Q-Zoom: Query-Aware Adaptive Perception for Efficient Multimodal Large Language Models
A recent paper titled Q-Zoom: Query-Aware Adaptive Perception for Efficient Multimodal Large Language Models, available on arXiv under the identifier 2604.06912v1, introduces significant advancements in the field of multimodal large language models (MLLMs). This innovative approach addresses critical inefficiencies in processing high-resolution visual inputs necessary for tasks such as document understanding and dense scene perception.
Current Challenges in MLLMs
MLLMs have traditionally relied on global resolution scaling paradigms that inundate the quadratic self-attention mechanism with visually redundant tokens. This leads to severe bottlenecks in inference throughput while neglecting spatial sparsity and the specific intent of queries. The inefficiencies in processing high-resolution inputs hinder the performance of MLLMs, particularly in fine-grained tasks.
Introducing Q-Zoom
To address these challenges, the authors propose Q-Zoom, a query-aware adaptive high-resolution perception framework that works in a highly efficient coarse-to-fine manner. The framework consists of two primary components:
- Dynamic Gating Network: This lightweight network safely bypasses high-resolution processing when coarse global features are sufficient, optimizing the inference process.

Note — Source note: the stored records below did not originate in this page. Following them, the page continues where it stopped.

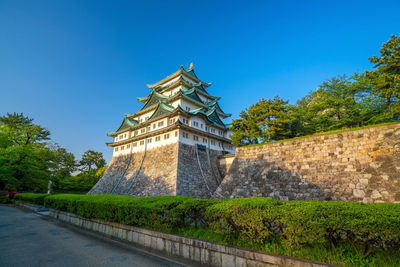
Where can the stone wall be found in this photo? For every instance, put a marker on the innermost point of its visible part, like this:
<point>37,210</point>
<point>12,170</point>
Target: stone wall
<point>167,170</point>
<point>225,163</point>
<point>198,174</point>
<point>157,175</point>
<point>361,165</point>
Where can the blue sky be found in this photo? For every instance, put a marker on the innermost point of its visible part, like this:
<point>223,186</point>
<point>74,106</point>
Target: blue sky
<point>76,67</point>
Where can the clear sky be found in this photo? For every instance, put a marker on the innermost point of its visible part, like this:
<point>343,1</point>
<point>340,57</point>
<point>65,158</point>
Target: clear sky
<point>76,67</point>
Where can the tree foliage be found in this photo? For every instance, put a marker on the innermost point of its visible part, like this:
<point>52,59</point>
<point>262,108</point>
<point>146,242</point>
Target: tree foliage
<point>340,102</point>
<point>92,159</point>
<point>28,159</point>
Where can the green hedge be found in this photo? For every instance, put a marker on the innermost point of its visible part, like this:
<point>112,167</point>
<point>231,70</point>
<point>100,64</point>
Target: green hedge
<point>336,232</point>
<point>33,198</point>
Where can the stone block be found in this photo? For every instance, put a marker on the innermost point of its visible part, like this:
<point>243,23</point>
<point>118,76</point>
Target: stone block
<point>215,258</point>
<point>204,256</point>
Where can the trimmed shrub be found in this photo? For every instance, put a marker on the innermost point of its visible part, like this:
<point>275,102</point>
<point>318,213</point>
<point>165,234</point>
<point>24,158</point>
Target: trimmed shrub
<point>315,228</point>
<point>33,198</point>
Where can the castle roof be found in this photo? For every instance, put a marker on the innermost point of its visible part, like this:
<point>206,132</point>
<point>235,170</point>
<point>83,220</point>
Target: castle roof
<point>159,103</point>
<point>189,73</point>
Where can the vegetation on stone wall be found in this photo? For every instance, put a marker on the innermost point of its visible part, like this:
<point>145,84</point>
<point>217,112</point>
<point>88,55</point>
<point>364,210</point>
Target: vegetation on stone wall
<point>341,102</point>
<point>347,233</point>
<point>29,159</point>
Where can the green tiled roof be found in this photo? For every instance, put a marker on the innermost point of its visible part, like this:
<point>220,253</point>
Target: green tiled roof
<point>153,99</point>
<point>210,114</point>
<point>191,72</point>
<point>193,95</point>
<point>161,110</point>
<point>214,104</point>
<point>126,124</point>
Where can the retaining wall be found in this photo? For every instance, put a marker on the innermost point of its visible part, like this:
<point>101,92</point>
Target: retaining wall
<point>166,170</point>
<point>361,165</point>
<point>199,252</point>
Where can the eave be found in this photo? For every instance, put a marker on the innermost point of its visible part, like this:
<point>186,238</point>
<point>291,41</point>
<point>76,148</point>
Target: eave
<point>176,125</point>
<point>181,95</point>
<point>181,71</point>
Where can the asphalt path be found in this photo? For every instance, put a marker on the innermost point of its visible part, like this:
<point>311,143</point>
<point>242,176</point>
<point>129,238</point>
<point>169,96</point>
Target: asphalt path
<point>30,239</point>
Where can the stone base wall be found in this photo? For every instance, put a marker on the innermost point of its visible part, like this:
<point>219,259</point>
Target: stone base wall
<point>195,252</point>
<point>225,163</point>
<point>157,175</point>
<point>361,165</point>
<point>198,174</point>
<point>167,170</point>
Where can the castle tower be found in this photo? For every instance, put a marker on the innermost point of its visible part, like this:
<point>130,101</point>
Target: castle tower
<point>169,146</point>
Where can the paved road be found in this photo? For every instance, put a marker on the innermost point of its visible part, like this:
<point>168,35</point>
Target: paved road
<point>29,239</point>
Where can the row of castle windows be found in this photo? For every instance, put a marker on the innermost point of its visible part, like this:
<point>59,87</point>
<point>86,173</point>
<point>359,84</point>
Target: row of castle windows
<point>141,143</point>
<point>196,138</point>
<point>160,124</point>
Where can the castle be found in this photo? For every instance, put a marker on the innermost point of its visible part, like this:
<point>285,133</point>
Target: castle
<point>178,144</point>
<point>169,146</point>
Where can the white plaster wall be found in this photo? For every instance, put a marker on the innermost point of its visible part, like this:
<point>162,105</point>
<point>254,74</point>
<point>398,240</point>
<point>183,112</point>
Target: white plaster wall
<point>150,145</point>
<point>122,136</point>
<point>192,106</point>
<point>144,116</point>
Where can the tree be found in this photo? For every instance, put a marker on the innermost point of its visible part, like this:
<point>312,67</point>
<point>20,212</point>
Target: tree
<point>262,122</point>
<point>24,157</point>
<point>331,106</point>
<point>245,130</point>
<point>92,158</point>
<point>386,76</point>
<point>63,163</point>
<point>22,130</point>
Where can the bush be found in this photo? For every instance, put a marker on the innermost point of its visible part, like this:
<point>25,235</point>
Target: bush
<point>337,232</point>
<point>33,198</point>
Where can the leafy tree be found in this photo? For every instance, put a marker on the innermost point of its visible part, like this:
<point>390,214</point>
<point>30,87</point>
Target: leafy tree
<point>23,153</point>
<point>64,163</point>
<point>22,131</point>
<point>331,106</point>
<point>92,159</point>
<point>264,121</point>
<point>272,118</point>
<point>245,130</point>
<point>386,76</point>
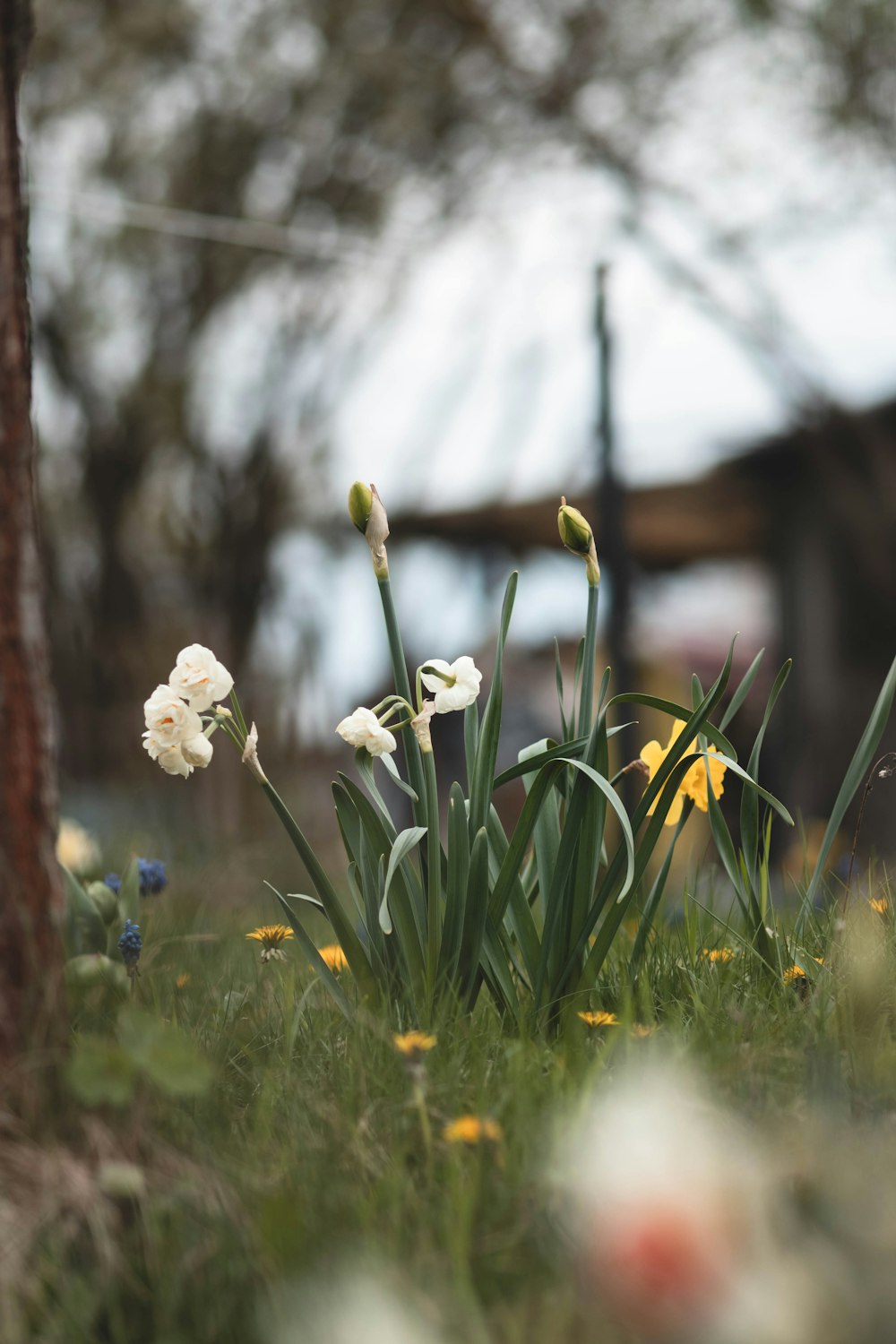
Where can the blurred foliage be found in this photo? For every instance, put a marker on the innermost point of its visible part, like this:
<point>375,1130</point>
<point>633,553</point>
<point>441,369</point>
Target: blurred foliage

- Self-Distilled Region Proposal Network (SD-RPN): For queries requiring fine-grained perception, the SD-RPN accurately localizes the task-relevant Region-of-Interest (RoI) directly from intermediate feature spaces, ensuring that only necessary data is processed.
Optimizing Efficiency
The optimization of these modules is achieved through a consistency-aware generation strategy for routing labels in the gating network and a fully self-supervised distillation paradigm for the SD-RPN. Furthermore, a continuous spatio-temporal alignment scheme and targeted fine-tuning are employed to seamlessly integrate the dense local RoI with the coarse global layout.
Experimental Results
Extensive experiments showcase that Q-Zoom establishes a dominant Pareto frontier in performance metrics. Utilizing Qwen2.5-VL-7B as a primary testbed, the framework enhances inference speed by:
- 2.52 times on Document & OCR benchmarks
- 4.39 times in High-Resolution scenarios
Notably, Q-Zoom maintains the baseline’s peak accuracy, while also achieving:
- A performance increase of 1.1% for maximum perceptual fidelity on Document & OCR benchmarks
- An 8.1% improvement on High-Resolution benchmarks
Broader Impact
The robust improvements delivered by Q-Zoom are not limited to a single model. The framework’s advantages transfer seamlessly to other models such as Qwen3-VL, LLaVA, and emerging reinforcement learning-based thinking-with-image models. This positions Q-Zoom as a pivotal development in enhancing the efficiency and effectiveness of multimodal large language models.
Further Information
For more details on the project, you can visit the official project page at Q-Zoom Project Page.